Blast hits police building in Pakistan, 11 dead

LAHORE: A suicide car bomber struck a building where police interrogate high-value suspects in Pakistan's eastern city of Lahore on Monday, killing at least 11 people and wounding 61 more including women taking children to school, officials said.

The attack broke what had been a relative lull in major violence in Pakistan, a nuclear-armed country reviled by some militant groups for its alliance with the U.S. It also showed that insurgents retain the ability to strike the country's heartland, far from the Afghan border regions where al-Qaida and the Taliban have long thrived, despite army offensives aimed at wiping them out.

No group immediately claimed responsibility, but suspicion immediately fell on the Pakistani Taliban and allied militant groups. Those groups are believed responsible for a wave of attacks that killed more than 600 people starting in October, including several in major Pakistani cities. More recent attacks have been smaller and confined to remote northwest regions near Afghanistan.

The bomb blast Monday comes amid reports of a Pakistani crackdown on Afghan Taliban and al-Qaida operatives using its soil. Among the militants said to have been arrested is the Afghan Taliban's No. 2 commander, Mullah Abdul Ghani Baradar.

The explosion went off outside a Punjab province police building, police official Zulfikar Hameed said. TV footage showed a huge crater in the ground where the blast seemed to have originated.

"This place was used to interrogate important suspects, but presently there was none such suspect, but more then 40 staff were manning the place," Lahore police chief Pervez Rathore said.

Noorul Huda, a student at a nearby religious school, was in his first class when the blast shook the area, he told TV reporters.

"With the huge bang, blocks and pieces of the roof fell upon us and six of us were wounded," said the young man, who suffered a head injury that was covered by a bloodstained cloth. "It was total chaos outside and people were running and crying for help."

Residents in the neighborhood had filed complaints urging authorities to move the unmarked interrogation facility out of the area so the street wouldn't become a target for an attack, said Mohammad Musharraf, who lives nearby.

"My whole house was shaken and I thought it was an earthquake," he said. "A window dislodged and fell on my son, fracturing his arm."

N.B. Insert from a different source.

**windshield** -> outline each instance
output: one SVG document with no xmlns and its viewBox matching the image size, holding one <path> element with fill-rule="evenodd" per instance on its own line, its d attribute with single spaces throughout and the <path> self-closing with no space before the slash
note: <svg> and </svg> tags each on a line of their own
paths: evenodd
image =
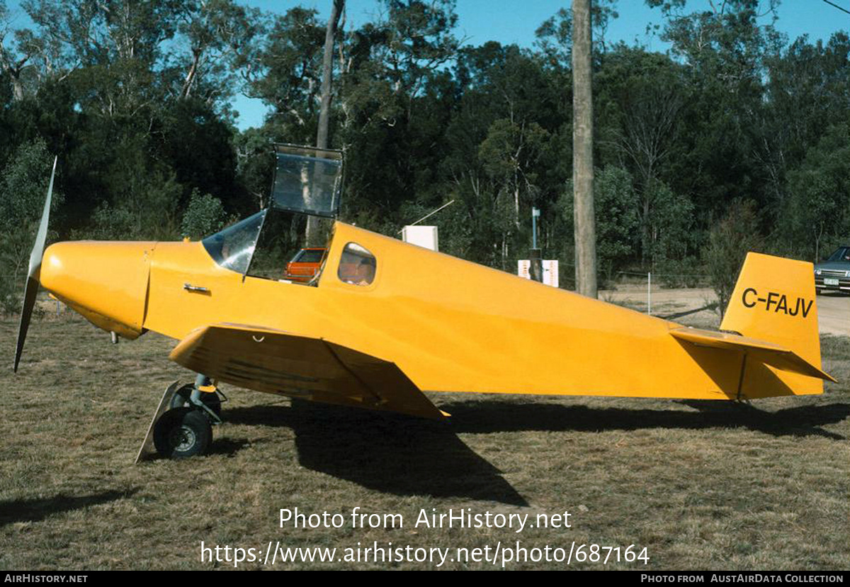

Lahore government official Khusro Pervez said 11 people had died and several of the 61 people wounded were in critical condition. It appeared the suicide bomber rammed his explosives-laden car into the perimeter wall.

Hospital official Jawed Akram said the dead included at least one woman and a young girl, apparently part of a group heading to a school. Several women were wounded, Pervez said.

"People are coming with multiple wounds, many with head injuries and broken limbs," Akram said.

Parts of the brick building appeared to have collapsed, and there were piles of bricks and metal everywhere at the site, the footage showed. Other nearby buildings, including a mosque, also were damaged. Ambulances rushed to the area.

Militant attacks in Pakistan frequently target security forces, though civilian targets have not escaped. During the bloody wave of attacks that began in October — coinciding with a major army ground offensive against the Pakistani Taliban in South Waziristan tribal area — Lahore was hit several times.

In mid-October, three groups of gunmen attacked three separate security facilities in the eastern city, a rampage that left 28 dead. Twin suicide bombings at a market in Lahore in December killed nearly 50 people.